The first step of appeal is Reconsideration. You have 60 days to request this. A different examiner will review your file. The success rate at this stage is low (around 15%), but it is a required step.

ALJ Hearing

If denied at Reconsideration, request a hearing before an Administrative Law Judge (ALJ). This is your best chance of winning. The approval rate at the hearing level is approximately 58%. At a hearing, you can testify in person, explain your symptoms, and have an attorney cross-examine the vocational expert.
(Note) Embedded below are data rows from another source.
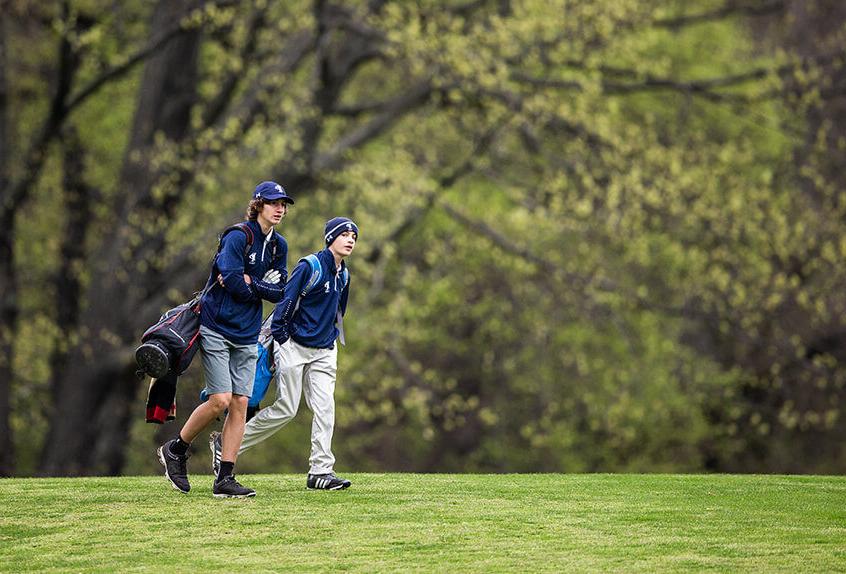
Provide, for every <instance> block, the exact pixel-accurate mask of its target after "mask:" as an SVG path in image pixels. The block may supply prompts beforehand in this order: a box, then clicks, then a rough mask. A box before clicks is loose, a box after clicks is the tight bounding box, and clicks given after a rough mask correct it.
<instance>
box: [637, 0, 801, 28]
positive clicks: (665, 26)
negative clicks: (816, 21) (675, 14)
mask: <svg viewBox="0 0 846 574" xmlns="http://www.w3.org/2000/svg"><path fill="white" fill-rule="evenodd" d="M784 8H785V3H784V0H774V1H772V2H764V3H762V4H758V5H748V6H744V5H735V4H734V3H728V4H726V5H725V6H723V7H722V8H718V9H717V10H712V11H710V12H703V13H702V14H691V15H685V16H678V17H675V18H661V19H658V20H655V21H654V22H653V25H654V26H657V27H659V28H680V27H682V26H689V25H691V24H701V23H703V22H713V21H715V20H722V19H724V18H728V17H731V16H769V15H770V14H775V13H777V12H781V11H783V10H784Z"/></svg>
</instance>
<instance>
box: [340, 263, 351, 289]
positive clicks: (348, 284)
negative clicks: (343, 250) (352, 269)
mask: <svg viewBox="0 0 846 574" xmlns="http://www.w3.org/2000/svg"><path fill="white" fill-rule="evenodd" d="M349 284H350V271H349V269H347V266H346V265H344V269H343V271H341V291H343V290H344V289H346V288H347V285H349Z"/></svg>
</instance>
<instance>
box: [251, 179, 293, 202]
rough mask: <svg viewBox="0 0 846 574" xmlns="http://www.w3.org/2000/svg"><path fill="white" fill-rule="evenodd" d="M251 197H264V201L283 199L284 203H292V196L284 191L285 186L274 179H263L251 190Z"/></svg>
mask: <svg viewBox="0 0 846 574" xmlns="http://www.w3.org/2000/svg"><path fill="white" fill-rule="evenodd" d="M253 199H264V200H266V201H276V200H277V199H281V200H284V201H285V203H290V204H292V205H293V203H294V200H293V198H291V197H289V196H288V194H287V193H285V188H284V187H282V186H281V185H279V184H278V183H276V182H275V181H263V182H261V183H260V184H258V185H257V186H256V190H255V191H254V192H253Z"/></svg>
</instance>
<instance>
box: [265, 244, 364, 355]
mask: <svg viewBox="0 0 846 574" xmlns="http://www.w3.org/2000/svg"><path fill="white" fill-rule="evenodd" d="M315 255H317V258H318V260H319V261H320V264H321V265H322V266H323V278H322V280H321V282H320V284H318V285H315V286H314V287H313V288H312V289H311V291H309V292H308V293H307V294H306V295H305V296H304V297H302V298H301V299H300V292H301V291H302V290H303V288H304V287H305V285H306V283H308V279H309V277H310V276H311V267H310V266H309V264H308V262H307V261H304V260H300V262H299V263H298V264H297V267H296V268H295V269H294V271H293V272H292V273H291V279H290V281H288V283H287V284H286V285H285V297H284V298H283V299H282V302H281V303H279V304H278V305H277V306H276V309H274V310H273V321H272V322H271V331H272V332H273V338H274V339H275V340H276V341H277V342H278V343H284V342H285V341H287V340H288V338H289V337H290V338H291V339H293V340H294V341H296V342H297V343H299V344H300V345H303V346H305V347H313V348H316V349H331V348H332V347H333V346H334V345H335V339H337V338H338V327H337V326H336V325H335V321H336V315H337V312H338V309H340V310H341V315H343V314H344V313H346V311H347V299H348V297H349V292H350V286H349V282H348V283H347V285H346V287H344V282H343V278H342V277H341V270H342V269H344V267H345V265H346V263H345V262H343V261H342V262H341V267H340V268H337V269H336V267H335V257H334V256H333V255H332V252H331V251H329V249H324V250H323V251H320V252H319V253H315ZM297 299H300V306H299V308H297V310H296V312H295V311H294V307H296V304H297Z"/></svg>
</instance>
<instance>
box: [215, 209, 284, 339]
mask: <svg viewBox="0 0 846 574" xmlns="http://www.w3.org/2000/svg"><path fill="white" fill-rule="evenodd" d="M245 223H246V224H247V225H248V226H249V227H250V229H251V230H252V232H253V244H252V245H251V246H250V250H249V251H248V252H247V254H246V256H245V255H244V250H245V249H246V247H247V236H246V234H245V233H244V232H242V231H239V230H237V229H236V230H230V231H229V232H227V233H226V234H225V235H224V236H223V238H222V239H221V249H220V253H219V254H218V255H217V258H216V259H215V263H214V265H212V270H211V275H210V277H209V281H212V282H213V283H212V286H211V287H210V288H209V289H208V291H206V294H205V295H204V296H203V299H202V304H201V311H200V324H201V325H205V326H206V327H208V328H209V329H211V330H213V331H215V332H216V333H219V334H221V335H223V337H225V338H226V339H227V340H229V341H231V342H233V343H235V344H238V345H246V344H249V343H255V342H257V341H258V335H259V330H260V329H261V310H262V304H261V302H262V299H264V300H266V301H270V302H271V303H278V302H279V301H281V300H282V296H283V295H284V293H285V292H284V286H285V281H286V279H287V276H288V271H287V262H288V243H287V242H286V241H285V238H284V237H282V235H280V234H279V233H277V232H276V231H273V230H272V231H271V232H270V233H268V234H267V235H266V236H265V235H264V234H263V233H262V231H261V226H260V225H259V224H258V222H257V221H247V222H245ZM274 241H275V242H276V252H275V256H274V254H273V251H274V250H273V242H274ZM271 269H276V270H277V271H279V272H280V273H281V275H282V278H281V280H280V282H279V283H277V284H273V283H265V282H264V281H262V280H261V279H262V277H264V274H265V273H267V272H268V271H270V270H271ZM218 274H220V275H222V276H223V287H221V286H220V284H218V282H217V276H218ZM244 274H247V275H249V276H250V279H251V281H252V283H251V284H249V285H248V284H247V282H246V281H244Z"/></svg>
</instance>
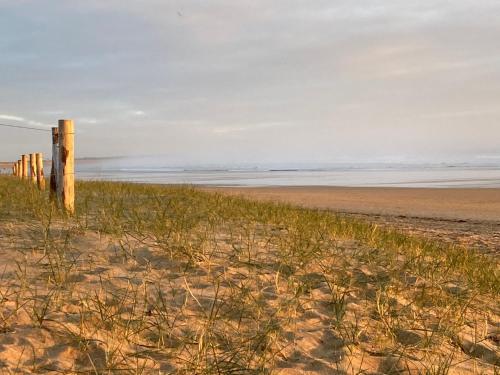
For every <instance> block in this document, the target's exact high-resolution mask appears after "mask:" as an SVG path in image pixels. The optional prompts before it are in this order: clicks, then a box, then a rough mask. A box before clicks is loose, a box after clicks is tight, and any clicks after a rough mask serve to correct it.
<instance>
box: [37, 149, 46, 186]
mask: <svg viewBox="0 0 500 375" xmlns="http://www.w3.org/2000/svg"><path fill="white" fill-rule="evenodd" d="M36 183H37V185H38V189H40V190H45V176H44V174H43V154H42V153H41V152H37V153H36Z"/></svg>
Appeals Council and Federal Court

If the ALJ denies your claim, you can appeal to the Appeals Council, and eventually to Federal Court. These stages are complex and focus on legal errors made by the ALJ rather than new medical evidence.

Strategies Specific to Fibromyalgia

At a hearing, focus on how your unpredictable flare-ups and severe fatigue would cause you to miss too many days of work or be off-task for too much of the workday, precluding any full-time employment.

Use our free AI Denial Analyzer to understand exactly why your claim was denied.

Key Takeaways

  • What SSA must see: Objective documentation that you meet the ACR criteria for fibromyalgia and that other diseases have been ruled out.
  • What evidence matters most: Longitudinal records from a rheumatologist and a detailed RFC form outlining your specific physical and mental limitations.
  • Top 3 approval factors: Consistent medical treatment, supportive RFC from a specialist, and being over age 50.
  • Top 3 denial factors: Lack of objective documentation (tender points/ruled out conditions), inconsistent statements about daily activities, and failure to follow prescribed treatment.